How to Pay Stamp Duty in Karnataka — The Kaveri Online Process
Karnataka moved to a fully online stamp duty payment system through the Kaveri Online Services portal. Physical stamp papers from vendors are no longer the primary instrument for property registrations. The current process:
Step 1 — Prepare the Sale Deed Draft: Your property lawyer or the developer's legal team drafts the sale deed on plain paper or a standard template. The deed must contain all mandatory particulars — buyer and seller details, property description, consideration amount, and all encumbrances or conditions.
Step 2 — Calculate Stamp Duty Online: On the Kaveri Online Services portal, use the stamp duty calculator by selecting the document type (Sale Deed), entering the property details, and the system will compute the applicable duty based on the guidance value for the property's locality.
Step 3 — Book a Slot at the Sub-Registrar's Office: Appointments at Sub-Registrar offices in Bangalore are booked through the Kaveri portal. Walk-in registrations are generally not available for property transactions — book a slot at least 3–5 days in advance. Slots get booked out quickly at popular Sub-Registrar offices in BBMP areas.
Step 4 — Pay Stamp Duty via CFMS or Challan: Stamp duty is paid electronically through the Karnataka government's Comprehensive Financial Management System (CFMS) or through the authorised bank challan system linked to Kaveri Online. Payment generates a Challan Identification Number (CIN) which is referenced in the registered document.
Step 5 — Appear at the Sub-Registrar's Office: Both buyer and seller (or their authorised Power of Attorney holders) must appear in person on the appointment date. Biometric verification (thumb impression) is captured for both parties. Two witnesses must also be present with identity proof.
Step 6 — Document Execution and Registration: The deed is executed (signed) in the presence of the Sub-Registrar.
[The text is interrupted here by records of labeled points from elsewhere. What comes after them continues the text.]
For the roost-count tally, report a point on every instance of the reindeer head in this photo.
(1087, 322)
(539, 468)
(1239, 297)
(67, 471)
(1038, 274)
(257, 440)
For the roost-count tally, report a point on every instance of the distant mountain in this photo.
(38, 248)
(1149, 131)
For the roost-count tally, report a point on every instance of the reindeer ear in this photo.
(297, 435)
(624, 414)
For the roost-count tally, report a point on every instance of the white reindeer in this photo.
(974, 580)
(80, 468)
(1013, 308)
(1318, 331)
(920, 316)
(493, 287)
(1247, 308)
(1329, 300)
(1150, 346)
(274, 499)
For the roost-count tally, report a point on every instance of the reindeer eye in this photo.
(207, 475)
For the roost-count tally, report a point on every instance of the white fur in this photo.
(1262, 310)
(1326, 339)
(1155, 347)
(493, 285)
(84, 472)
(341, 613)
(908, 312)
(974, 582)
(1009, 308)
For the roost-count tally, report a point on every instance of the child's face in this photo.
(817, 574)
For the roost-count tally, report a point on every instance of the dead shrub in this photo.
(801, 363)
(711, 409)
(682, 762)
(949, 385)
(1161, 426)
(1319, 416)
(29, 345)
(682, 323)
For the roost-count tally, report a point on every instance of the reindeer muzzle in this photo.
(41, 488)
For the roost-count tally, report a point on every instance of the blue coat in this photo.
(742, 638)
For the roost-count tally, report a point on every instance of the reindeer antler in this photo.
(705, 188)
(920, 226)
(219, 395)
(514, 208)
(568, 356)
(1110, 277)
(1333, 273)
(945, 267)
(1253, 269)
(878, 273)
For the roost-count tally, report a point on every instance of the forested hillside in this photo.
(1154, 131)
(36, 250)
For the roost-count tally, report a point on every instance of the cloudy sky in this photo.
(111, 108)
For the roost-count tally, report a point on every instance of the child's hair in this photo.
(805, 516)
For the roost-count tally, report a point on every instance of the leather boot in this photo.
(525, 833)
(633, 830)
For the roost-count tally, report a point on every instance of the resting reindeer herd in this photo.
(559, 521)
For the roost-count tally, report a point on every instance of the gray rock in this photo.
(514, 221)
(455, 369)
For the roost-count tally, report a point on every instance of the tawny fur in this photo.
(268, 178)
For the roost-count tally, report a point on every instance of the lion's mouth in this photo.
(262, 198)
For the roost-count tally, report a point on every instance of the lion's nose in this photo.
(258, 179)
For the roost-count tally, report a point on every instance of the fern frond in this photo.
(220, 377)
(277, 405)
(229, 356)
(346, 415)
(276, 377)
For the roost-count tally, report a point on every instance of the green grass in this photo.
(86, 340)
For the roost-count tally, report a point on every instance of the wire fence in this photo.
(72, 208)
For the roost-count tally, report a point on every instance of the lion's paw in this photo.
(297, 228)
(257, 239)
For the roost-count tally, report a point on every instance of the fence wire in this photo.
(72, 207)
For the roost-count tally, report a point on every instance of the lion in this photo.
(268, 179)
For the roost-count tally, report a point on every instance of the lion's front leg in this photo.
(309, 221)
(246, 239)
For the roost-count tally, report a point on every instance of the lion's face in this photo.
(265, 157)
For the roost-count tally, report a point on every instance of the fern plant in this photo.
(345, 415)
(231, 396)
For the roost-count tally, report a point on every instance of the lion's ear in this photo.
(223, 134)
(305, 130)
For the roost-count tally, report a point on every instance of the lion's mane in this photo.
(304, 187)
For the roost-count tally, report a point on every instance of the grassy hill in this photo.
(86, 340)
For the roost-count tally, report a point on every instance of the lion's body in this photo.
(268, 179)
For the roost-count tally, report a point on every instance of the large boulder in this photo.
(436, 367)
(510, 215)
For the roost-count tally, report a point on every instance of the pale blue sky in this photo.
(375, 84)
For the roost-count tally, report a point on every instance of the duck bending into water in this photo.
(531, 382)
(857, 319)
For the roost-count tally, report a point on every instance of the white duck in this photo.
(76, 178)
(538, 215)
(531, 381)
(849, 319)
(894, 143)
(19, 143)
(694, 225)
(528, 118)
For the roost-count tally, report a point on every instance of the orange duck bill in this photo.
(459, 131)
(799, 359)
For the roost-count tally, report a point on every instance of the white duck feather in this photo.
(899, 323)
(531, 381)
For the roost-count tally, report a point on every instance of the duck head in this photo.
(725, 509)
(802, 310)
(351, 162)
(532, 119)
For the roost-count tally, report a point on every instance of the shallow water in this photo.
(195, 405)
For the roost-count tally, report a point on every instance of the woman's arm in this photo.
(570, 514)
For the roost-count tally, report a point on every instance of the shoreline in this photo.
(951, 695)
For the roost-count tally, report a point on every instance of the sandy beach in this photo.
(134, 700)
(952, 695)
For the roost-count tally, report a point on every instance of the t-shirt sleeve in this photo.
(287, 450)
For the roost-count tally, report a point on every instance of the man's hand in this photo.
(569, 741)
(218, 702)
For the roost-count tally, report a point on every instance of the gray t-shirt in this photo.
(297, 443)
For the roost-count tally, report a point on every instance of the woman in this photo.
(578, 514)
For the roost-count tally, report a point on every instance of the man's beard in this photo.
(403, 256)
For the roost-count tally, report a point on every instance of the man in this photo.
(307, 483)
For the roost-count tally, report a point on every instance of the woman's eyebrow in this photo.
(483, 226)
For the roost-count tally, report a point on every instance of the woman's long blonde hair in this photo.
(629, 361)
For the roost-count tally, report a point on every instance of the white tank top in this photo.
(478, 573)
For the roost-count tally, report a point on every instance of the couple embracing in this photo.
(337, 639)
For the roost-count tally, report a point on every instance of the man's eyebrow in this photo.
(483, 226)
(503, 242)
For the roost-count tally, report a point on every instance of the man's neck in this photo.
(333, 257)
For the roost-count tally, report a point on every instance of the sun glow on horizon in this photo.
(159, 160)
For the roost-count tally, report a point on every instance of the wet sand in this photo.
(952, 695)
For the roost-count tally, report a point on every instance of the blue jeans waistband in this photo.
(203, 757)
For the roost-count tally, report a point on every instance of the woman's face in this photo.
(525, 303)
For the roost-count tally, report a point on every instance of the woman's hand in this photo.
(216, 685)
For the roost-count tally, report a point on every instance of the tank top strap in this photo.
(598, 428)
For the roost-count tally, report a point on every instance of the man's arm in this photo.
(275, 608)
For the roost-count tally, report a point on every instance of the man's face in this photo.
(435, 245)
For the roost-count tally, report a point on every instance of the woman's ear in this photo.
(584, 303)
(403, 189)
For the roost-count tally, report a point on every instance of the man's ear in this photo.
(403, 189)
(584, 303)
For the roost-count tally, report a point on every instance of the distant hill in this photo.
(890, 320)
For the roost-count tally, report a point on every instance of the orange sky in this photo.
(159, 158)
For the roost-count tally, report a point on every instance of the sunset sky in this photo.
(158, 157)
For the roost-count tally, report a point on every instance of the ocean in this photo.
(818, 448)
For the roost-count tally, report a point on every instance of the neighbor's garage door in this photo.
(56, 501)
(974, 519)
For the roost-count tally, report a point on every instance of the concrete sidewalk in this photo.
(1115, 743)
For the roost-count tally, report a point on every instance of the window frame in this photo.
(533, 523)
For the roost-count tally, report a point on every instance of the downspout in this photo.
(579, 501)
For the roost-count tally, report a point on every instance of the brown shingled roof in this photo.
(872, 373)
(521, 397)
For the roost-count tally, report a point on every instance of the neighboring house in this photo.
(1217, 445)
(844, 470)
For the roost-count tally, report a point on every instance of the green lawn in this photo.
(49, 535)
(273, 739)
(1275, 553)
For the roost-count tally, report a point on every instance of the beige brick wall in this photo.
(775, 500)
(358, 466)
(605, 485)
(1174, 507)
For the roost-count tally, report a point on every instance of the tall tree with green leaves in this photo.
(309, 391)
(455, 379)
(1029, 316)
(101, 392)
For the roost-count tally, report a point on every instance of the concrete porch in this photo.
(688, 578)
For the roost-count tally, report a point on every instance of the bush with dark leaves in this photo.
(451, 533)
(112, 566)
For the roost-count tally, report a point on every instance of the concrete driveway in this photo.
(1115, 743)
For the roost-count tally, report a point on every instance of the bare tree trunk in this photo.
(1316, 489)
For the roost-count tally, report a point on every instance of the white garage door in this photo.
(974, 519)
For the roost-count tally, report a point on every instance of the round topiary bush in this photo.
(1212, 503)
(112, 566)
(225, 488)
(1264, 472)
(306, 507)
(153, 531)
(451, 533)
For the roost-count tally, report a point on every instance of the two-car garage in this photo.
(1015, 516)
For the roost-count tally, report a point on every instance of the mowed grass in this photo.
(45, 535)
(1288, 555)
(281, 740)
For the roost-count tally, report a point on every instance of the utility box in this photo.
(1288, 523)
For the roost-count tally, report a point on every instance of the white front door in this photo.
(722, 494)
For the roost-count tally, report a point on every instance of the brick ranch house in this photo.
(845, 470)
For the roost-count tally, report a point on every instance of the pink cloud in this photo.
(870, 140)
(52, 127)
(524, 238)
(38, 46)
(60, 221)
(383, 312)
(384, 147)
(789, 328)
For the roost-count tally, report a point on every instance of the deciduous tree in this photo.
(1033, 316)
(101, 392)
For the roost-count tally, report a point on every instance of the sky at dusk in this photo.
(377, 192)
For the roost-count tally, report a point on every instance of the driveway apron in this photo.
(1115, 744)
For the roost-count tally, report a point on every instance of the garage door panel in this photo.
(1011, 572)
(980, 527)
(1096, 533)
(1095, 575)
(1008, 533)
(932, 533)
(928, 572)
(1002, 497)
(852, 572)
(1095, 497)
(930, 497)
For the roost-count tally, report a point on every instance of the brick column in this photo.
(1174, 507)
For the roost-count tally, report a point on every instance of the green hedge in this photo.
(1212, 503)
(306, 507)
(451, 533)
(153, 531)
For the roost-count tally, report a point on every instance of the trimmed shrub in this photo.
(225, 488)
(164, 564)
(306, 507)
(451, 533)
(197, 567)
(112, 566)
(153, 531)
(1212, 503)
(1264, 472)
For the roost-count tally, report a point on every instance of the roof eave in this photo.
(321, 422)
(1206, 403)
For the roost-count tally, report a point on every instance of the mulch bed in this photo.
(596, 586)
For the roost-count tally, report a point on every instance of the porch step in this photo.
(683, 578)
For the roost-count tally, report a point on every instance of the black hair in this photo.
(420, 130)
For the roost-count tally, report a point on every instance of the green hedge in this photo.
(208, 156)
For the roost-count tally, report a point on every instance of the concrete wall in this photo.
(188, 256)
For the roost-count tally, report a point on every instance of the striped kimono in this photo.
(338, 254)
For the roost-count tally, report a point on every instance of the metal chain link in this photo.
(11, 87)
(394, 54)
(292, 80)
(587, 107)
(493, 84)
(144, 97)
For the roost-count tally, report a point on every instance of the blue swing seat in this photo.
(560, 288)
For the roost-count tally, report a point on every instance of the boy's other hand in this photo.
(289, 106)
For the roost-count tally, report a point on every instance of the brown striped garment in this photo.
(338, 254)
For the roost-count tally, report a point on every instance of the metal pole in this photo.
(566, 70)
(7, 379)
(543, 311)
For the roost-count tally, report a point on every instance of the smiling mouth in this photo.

The registration number, volume, and page reference are endorsed on the document. A digitally signed certified copy is available for download from Kaveri Online within 24–72 hours of registration.
Documents Required at the Sub-Registrar's Office
- Original sale deed (signed by both parties)
- Kaveri Online slot booking confirmation and CIN for stamp duty payment
- Aadhaar card and PAN card of buyer, seller, and both witnesses
- Two passport photographs each for buyer and seller
- Encumbrance Certificate (EC) of the property
- Khata Certificate and latest property tax receipt
- For flats: Copy of approved building plan and Occupancy Certificate
- For plots: DC Conversion Order and layout approval documents
- Home loan sanction letter and bank's demand draft (if applicable)
Common Errors That Delay or Invalidate Registration in Karnataka
1. Registering at below guidance value: If the registered consideration is below the guidance value for the property, the Sub-Registrar will either refuse to register the document or levy stamp duty on the guidance value. Registering at below guidance value also exposes the transaction to income tax scrutiny under Section 50C of the Income Tax Act.
2. Incorrect property description in the sale deed: The survey number, measuring details, boundaries, and schedule must precisely match the revenue records and the Encumbrance Certificate. Any mismatch causes the Sub-Registrar to return the document for correction — which means losing the appointment slot and rescheduling.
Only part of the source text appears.